BOGOR, Indonesia — Despite sustained interest in agriculture- and forest-based livelihoods among young people in tropical regions, their voice has yet to be heard in land management structures, scientists and youth representatives say.
“The development agenda of African countries is to put youth at the center, including in agriculture,” said Denis Sonwa, a senior scientist at the Center for International Forestry Research (CIFOR) in Yaoundé, Cameroon.
Yet a recent study of community forest management committees in six villages of southeastern Cameroon found only one person under 30 years of age among their members.

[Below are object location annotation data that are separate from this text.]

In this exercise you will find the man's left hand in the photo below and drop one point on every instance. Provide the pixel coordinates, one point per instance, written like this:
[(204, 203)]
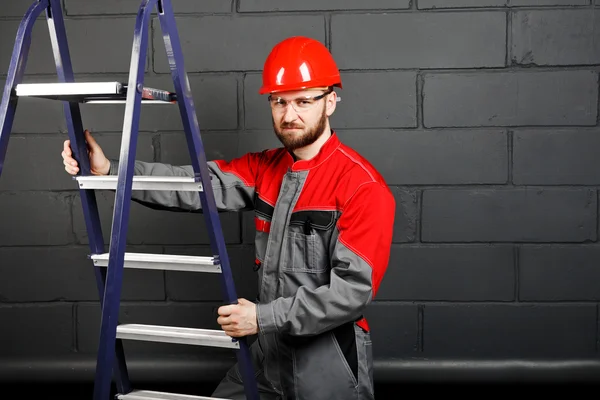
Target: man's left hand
[(238, 320)]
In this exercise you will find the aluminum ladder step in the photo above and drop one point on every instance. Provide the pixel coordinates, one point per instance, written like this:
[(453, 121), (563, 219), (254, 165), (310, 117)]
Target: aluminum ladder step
[(150, 395), (178, 335), (141, 182), (92, 92), (166, 262)]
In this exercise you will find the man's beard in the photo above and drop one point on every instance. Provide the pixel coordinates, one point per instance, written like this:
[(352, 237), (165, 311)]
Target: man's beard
[(295, 140)]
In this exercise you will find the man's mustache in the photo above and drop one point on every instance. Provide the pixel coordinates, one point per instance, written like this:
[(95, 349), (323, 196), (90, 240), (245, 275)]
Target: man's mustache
[(289, 126)]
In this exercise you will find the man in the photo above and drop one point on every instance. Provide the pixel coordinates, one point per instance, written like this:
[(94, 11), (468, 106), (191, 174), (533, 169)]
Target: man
[(324, 221)]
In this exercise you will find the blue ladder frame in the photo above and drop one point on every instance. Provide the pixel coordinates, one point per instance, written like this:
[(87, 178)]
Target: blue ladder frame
[(109, 281)]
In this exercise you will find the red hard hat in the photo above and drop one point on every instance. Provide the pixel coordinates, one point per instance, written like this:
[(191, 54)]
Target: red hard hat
[(299, 63)]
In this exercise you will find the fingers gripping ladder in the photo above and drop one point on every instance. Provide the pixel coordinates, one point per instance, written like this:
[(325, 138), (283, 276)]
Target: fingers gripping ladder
[(109, 266)]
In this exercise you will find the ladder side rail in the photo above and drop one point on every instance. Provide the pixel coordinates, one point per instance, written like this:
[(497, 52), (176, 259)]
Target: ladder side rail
[(120, 222), (16, 70), (199, 163), (64, 69)]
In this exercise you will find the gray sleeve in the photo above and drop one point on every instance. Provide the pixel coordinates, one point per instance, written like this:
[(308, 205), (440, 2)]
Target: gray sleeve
[(231, 192)]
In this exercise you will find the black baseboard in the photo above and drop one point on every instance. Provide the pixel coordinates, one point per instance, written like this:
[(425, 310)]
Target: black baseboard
[(184, 370)]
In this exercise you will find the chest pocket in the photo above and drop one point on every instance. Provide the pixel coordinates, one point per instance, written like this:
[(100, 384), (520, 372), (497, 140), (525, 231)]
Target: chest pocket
[(307, 241)]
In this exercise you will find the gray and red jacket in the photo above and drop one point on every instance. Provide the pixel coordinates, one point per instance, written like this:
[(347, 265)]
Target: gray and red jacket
[(323, 235)]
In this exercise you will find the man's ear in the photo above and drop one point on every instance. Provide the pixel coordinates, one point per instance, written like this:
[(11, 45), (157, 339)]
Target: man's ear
[(331, 103)]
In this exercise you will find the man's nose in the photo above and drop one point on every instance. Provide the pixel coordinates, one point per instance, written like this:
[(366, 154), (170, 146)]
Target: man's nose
[(289, 113)]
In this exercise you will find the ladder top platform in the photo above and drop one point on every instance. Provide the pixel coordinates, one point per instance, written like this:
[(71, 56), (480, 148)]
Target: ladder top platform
[(92, 92)]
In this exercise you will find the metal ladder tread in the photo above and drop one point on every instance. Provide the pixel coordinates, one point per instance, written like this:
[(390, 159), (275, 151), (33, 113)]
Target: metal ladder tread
[(141, 182), (167, 262), (151, 395), (179, 335), (91, 92)]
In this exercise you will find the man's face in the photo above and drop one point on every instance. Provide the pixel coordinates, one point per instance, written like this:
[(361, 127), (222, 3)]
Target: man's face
[(299, 117)]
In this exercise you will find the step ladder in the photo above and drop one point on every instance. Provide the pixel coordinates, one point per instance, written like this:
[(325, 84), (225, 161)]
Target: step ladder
[(109, 266)]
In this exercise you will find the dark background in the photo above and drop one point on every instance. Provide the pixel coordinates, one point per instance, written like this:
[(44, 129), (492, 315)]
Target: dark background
[(481, 114)]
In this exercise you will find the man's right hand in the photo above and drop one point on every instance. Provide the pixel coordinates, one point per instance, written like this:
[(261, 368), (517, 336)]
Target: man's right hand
[(99, 164)]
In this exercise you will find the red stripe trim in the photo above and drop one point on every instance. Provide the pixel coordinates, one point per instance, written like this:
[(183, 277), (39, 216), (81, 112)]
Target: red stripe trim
[(261, 225)]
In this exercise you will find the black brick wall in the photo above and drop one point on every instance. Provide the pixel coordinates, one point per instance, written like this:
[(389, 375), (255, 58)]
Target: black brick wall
[(481, 114)]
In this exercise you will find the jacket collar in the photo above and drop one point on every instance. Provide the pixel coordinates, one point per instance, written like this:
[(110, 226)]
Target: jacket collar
[(326, 150)]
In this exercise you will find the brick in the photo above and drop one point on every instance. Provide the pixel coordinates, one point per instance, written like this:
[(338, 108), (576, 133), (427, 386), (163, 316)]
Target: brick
[(216, 43), (253, 141), (406, 217), (217, 145), (559, 273), (65, 273), (413, 40), (450, 273), (111, 40), (35, 218), (318, 5), (377, 100), (363, 105), (556, 157), (198, 315), (426, 4), (36, 330), (153, 227), (454, 157), (510, 99), (507, 215), (557, 37), (185, 286), (248, 227), (126, 7), (491, 330), (394, 329)]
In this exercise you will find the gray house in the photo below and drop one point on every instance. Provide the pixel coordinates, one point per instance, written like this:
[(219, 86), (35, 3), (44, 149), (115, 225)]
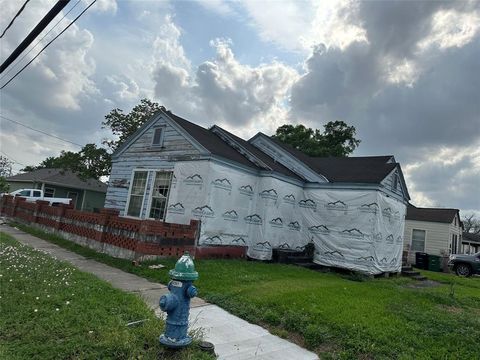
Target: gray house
[(435, 231), (262, 194), (87, 194)]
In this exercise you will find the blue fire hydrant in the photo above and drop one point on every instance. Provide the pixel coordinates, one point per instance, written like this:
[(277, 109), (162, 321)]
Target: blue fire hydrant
[(177, 303)]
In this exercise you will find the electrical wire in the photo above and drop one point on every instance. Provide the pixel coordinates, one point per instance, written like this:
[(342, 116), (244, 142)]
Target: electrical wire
[(10, 68), (14, 18), (51, 41), (40, 131), (11, 159)]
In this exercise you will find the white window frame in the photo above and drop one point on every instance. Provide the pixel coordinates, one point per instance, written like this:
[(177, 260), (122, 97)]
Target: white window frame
[(127, 204), (424, 240), (48, 188), (162, 136), (150, 197)]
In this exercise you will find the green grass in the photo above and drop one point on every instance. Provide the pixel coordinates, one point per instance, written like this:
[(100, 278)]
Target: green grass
[(336, 316), (50, 310)]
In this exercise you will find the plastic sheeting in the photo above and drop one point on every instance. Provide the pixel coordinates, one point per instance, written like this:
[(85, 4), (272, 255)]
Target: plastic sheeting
[(358, 230)]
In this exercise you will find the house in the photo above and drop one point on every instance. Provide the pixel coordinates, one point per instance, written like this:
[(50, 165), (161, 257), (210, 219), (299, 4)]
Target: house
[(433, 231), (470, 243), (87, 194), (262, 194)]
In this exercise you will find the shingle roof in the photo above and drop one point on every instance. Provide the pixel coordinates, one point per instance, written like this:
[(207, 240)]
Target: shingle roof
[(471, 237), (60, 177), (217, 146), (359, 169), (431, 214)]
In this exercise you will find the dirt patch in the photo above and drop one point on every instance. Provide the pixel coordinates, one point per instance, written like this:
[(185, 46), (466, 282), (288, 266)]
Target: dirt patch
[(423, 284)]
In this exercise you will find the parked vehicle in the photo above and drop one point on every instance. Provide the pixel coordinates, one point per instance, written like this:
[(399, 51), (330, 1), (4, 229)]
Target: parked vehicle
[(465, 265), (36, 194)]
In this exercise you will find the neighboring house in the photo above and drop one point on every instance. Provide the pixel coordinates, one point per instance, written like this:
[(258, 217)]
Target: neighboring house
[(88, 194), (470, 243), (262, 194), (434, 231)]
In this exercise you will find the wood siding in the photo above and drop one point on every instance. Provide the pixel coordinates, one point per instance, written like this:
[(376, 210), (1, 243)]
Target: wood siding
[(437, 235), (142, 155)]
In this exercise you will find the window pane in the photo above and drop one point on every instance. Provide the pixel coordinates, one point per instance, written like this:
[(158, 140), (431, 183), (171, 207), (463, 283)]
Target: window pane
[(161, 188), (418, 240), (137, 191), (134, 206), (49, 192)]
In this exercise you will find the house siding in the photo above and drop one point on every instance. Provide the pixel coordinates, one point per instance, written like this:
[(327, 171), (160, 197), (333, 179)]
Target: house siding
[(142, 155), (437, 236)]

This contrasts sharply with opinions expressed by the local youth surveyed in the study, who all said they engaged in agriculture and forest activities such as the collection of firewood or non-timber products for food or income. “Close to 90 percent of … male and female respondents believed that youth should be included in decision-making positions in the communities,” noted a paper based on the research and published in FAO West Africa’s Nature & Faune journal.
The findings are striking, because an objective of Cameroon’s 1994 legislation establishing community forests was intended precisely to offer young people forest-based livelihoods. “An important aspect of the forest law in Cameroon was to alleviate poverty and stymie rural migration,” said Carolyn Peach Brown, director of environmental studies at the University of Prince Edward Island in Canada and co-author of the study.